By: Staff Writer
September 11, 2013
As momentum builds for an increase in the federal minimum wage, some argue it should be more than doubled from $7.25 to $15 per year.
But economists and social scientists remain split over whether such a change would help the economy, and especially those living on minimum wage.
Through our sometimes cloudy American dream prism, we think of minimum wage employment as temporary - a teenage introduction to the workplace. It is usually tied to a job high on labor and low on skills and responsibility: bussing tables, cleaning rooms, answering telephones. We also see it as a jumping-off point to jobs that require more responsibility and bring with them higher pay and better benefits.
Those who argue minimum wage should see a dramatic raise think the whole American system has gone out of whack, that salaries of upper management have grossly outpaced those of the lower rungs of labor. And they'd be right. The CEO of Goldman Sachs raked in $26 million in 2012 (down from a staggering $55 million in pre-plunge 2006).

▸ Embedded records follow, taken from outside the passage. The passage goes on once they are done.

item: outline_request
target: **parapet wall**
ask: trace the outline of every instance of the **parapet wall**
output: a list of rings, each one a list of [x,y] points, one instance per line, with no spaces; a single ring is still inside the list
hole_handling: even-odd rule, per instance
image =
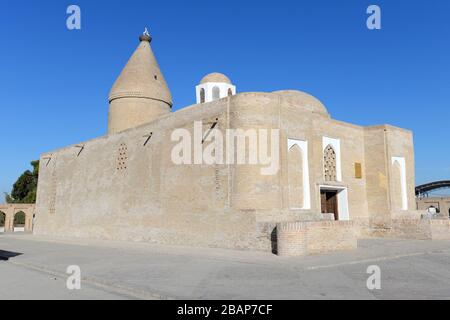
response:
[[[450,240],[450,220],[430,220],[432,240]]]
[[[287,222],[277,225],[279,256],[305,256],[357,248],[351,221]]]
[[[372,236],[406,240],[450,240],[448,219],[392,219],[389,226],[373,230]]]

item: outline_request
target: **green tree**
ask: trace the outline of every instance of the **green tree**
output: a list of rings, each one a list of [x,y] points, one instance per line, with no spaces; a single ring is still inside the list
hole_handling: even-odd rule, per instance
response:
[[[17,212],[16,215],[14,216],[14,225],[24,225],[25,224],[25,212]]]
[[[13,185],[11,194],[6,194],[7,203],[36,203],[39,178],[39,161],[32,161],[33,172],[25,171]]]

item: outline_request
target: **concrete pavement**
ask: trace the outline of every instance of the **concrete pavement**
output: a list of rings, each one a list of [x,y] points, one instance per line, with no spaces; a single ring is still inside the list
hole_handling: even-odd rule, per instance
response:
[[[359,249],[261,252],[0,235],[0,299],[450,299],[450,241],[363,240]],[[66,288],[78,265],[82,289]],[[367,267],[381,268],[368,290]]]

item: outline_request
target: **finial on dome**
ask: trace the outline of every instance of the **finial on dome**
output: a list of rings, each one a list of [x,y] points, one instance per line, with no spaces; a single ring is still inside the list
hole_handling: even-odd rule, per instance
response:
[[[148,41],[148,42],[152,42],[152,37],[150,36],[150,33],[148,32],[147,27],[145,28],[144,32],[142,33],[142,35],[139,37],[139,41]]]

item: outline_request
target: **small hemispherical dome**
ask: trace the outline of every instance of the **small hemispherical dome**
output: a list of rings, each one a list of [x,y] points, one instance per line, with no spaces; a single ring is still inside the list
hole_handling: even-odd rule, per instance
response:
[[[200,84],[204,84],[207,82],[219,82],[231,84],[231,80],[226,75],[218,72],[210,73],[207,76],[203,77],[202,81],[200,81]]]
[[[274,94],[280,95],[283,99],[292,105],[296,105],[313,113],[329,116],[327,108],[319,99],[312,95],[298,90],[275,91]]]

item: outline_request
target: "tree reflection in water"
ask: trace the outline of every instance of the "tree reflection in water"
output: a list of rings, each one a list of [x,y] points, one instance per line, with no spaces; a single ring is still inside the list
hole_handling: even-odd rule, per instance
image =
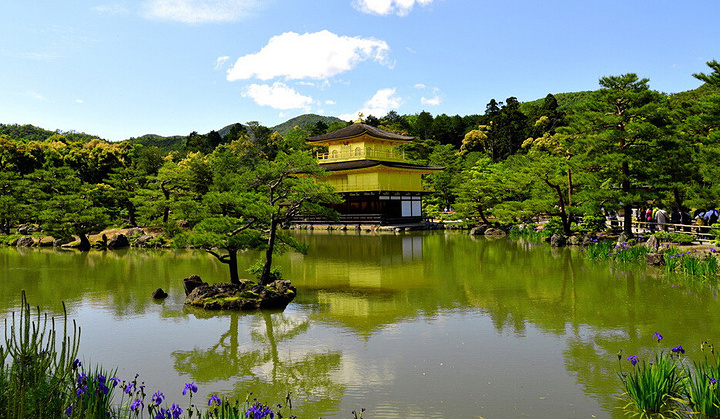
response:
[[[222,315],[198,312],[198,317]],[[282,403],[292,394],[293,414],[314,417],[337,411],[345,385],[333,379],[342,354],[292,346],[305,333],[309,319],[282,312],[231,313],[228,331],[206,349],[172,353],[175,369],[198,383],[229,381],[228,397],[243,399],[249,392],[264,403]],[[249,333],[241,332],[247,325]],[[245,329],[245,328],[243,328]]]

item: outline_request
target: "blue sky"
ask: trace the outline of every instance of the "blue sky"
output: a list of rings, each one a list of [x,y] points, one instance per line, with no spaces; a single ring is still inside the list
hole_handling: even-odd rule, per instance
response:
[[[0,123],[108,140],[483,113],[720,59],[718,0],[0,0]]]

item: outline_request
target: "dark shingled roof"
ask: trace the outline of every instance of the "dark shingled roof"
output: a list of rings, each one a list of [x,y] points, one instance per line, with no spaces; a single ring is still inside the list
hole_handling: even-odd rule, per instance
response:
[[[343,161],[338,163],[321,163],[320,167],[327,170],[328,172],[337,172],[339,170],[352,170],[352,169],[365,169],[374,166],[386,166],[395,169],[415,169],[415,170],[443,170],[441,166],[419,166],[410,163],[396,163],[390,161],[379,161],[379,160],[354,160],[354,161]]]
[[[314,142],[318,142],[318,141],[343,140],[345,138],[359,137],[359,136],[363,135],[364,133],[368,133],[369,135],[372,135],[373,137],[384,138],[386,140],[394,140],[394,141],[412,141],[415,139],[415,137],[409,137],[407,135],[400,135],[400,134],[393,134],[392,132],[388,132],[388,131],[382,130],[380,128],[373,127],[372,125],[363,124],[362,122],[356,122],[352,125],[348,125],[345,128],[339,129],[337,131],[333,131],[329,134],[308,137],[308,138],[306,138],[306,141],[314,143]]]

But these kinds of outrageous anecdotes are the red herrings of the minimum wage debate, and darn if they didn't get us off track again. Collecting $20 million a year as a CEO is akin to winning the lottery, or finding a gold nugget in a pair of secondhand store slippers - they are just too far out of the pale to consider.
What we should really concentrate on are the roughly 4 million Americans working minimum wage jobs right now. Most of them are not teenagers. Would a significant bump in their annual wage help them on a micro level and how would it affect the economy on a macro level?
In a March 2013 op-ed in The New York Times, University of California economics professor Christina Romer argued that many economists believe a higher minimum wage will not lead to "better outcomes for the economy and reduce poverty."
It seems that raising the minimum wage would put more money into the hands of poor working families - just the people both sides of the political spectrum say they want to help - but that may not happen in practice. Data suggests a higher minimum wage could lead to layoffs and higher unemployment.
"Another reason ... is that businesses pass along some of the cost of a higher minimum wage to consumers through higher prices. Often, the customers paying those prices - including some of the diners at McDonald's and the shoppers at Wal-Mart - have very low family incomes. Thus this price effect may harm the very people whom a minimum wage is supposed to help," wrote Romer.
She said there are better ways to help the poor, specifically by making changes to the tax system - such as increasing and promoting the earned-income tax credit.
"This approach is very well targeted - the subsidy goes only to poor families - and could easily be made more generous," wrote Romer.
Other help could come in more federal dollars for education, specifically for community college and job training programs. Education can increase wages by increasing skills - not just by mandating it to be so.
We also understand that the income needed to survive in Stanfield is much different than Manhattan. Having state-specific minimum wage laws makes sense when the cost of living varies so dramatically depending on geography.
The economics of minimum wage are complex and confusing. Scientists who have studied the issues their whole lives disagree over the impact it has on our country.
Yet basic principles remain at play, and we are reminded that it is difficult to mandate fairness in a world we all know is patently unfair.
The fry cook at your local fast food restaurant does a thankless, difficult job that the CEO of Goldman Sachs couldn't do for one day. But their salaries are set by the grand economic market, by supply and demand, the building blocks of the capitalist system.
We think federal minimum wage could use a modest spike - say to the $8.95 Oregon level. But a dramatic rise to $15 an hour would be too difficult on many of the businesses that make up the backbone of the American economy.